The troops then built 27 red brick buildings to replace the older wood frame structures. By the turn of the 20th Century, Fort D. A. Russell was one of the largest cavalry bases in the United States and several more expansions in the early 20th century further increased its size.


In 1919, the airfield became active and soon served as the home field for over 100 military aircraft. The last cavalry units on the post were deactivated in 1927. In 1930, the base was renamed Fort Francis E. Warren, in honor of of the Medal of Honor recipient who served as Wyoming Governor. During World War II, Fort Francis E. Warren served as a training facility for the US Army Quartermaster Corps and a prisoner of war camp was also constructed on the site.


In 1949, the base was re-designated the Francis E. Warren Air Force Base and became part of the Strategic Air Command in 1958. The base became the headquarters for the 90th Strategic Missile Wing in 1963. In October, 1993, the Twentieth Air Force relocated its headquarters to Fort Warren.

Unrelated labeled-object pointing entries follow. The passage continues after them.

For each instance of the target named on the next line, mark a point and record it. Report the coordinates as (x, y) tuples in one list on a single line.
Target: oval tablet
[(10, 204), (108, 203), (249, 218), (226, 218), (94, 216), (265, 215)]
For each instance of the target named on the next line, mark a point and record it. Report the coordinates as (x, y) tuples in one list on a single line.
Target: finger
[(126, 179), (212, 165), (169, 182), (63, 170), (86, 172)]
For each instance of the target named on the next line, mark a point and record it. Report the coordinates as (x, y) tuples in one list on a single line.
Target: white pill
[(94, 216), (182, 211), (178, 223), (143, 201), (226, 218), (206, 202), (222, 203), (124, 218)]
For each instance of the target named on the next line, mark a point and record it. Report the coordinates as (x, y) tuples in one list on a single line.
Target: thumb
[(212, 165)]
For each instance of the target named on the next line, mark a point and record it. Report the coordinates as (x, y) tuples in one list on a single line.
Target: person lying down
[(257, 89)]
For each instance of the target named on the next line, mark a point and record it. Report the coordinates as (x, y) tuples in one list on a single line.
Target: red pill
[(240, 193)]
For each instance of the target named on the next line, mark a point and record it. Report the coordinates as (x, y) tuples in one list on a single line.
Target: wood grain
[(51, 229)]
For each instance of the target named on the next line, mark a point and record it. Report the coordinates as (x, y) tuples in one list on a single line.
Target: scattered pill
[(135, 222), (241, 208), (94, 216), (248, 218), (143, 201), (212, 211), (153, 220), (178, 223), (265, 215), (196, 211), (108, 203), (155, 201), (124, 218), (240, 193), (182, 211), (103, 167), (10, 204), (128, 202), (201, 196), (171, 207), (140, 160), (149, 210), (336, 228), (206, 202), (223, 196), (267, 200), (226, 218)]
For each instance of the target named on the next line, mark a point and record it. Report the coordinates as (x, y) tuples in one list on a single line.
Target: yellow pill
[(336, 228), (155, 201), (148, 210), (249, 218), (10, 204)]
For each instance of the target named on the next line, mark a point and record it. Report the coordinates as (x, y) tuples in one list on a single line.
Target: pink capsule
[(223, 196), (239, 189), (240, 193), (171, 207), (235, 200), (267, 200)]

Over the years, the base served as home for numerous influential American military leaders such as Carl Spaatz, Black Jack Pershing, Billy Mitchell, Walter Reed, and Mark Clark. The fort is a designated National Historic Landmark. The active air force base, located just west of Cheyenne, Wyoming provides a museum for visitors.


Fort Sanders (1866-1882) - Established in 1882 to protect the traffic on the Overland Trail, the fort was originally called Fort John Buford. Its grounds included wooden buildings to accommodate four companies and a parade ground. It was later renamed Fort Sanders after General William P. Sanders who died at the Siege of Knoxville during the Civil War. In 1868, the fort took on the additional task of protecting the workers of the Union Pacific railroad and its wooden barracks were expanded to accommodate six companies. A stone guardhouse was built in 1869.


Fort Sanders became less important following the construction of Fort D. A. Russell in Cheyenne in 1868, but the War Department maintained it until 1882 when the buildings were sold. Today, all that remains of the fort is the stone guardhouse and a historic marker just south of Laramie, Wyoming.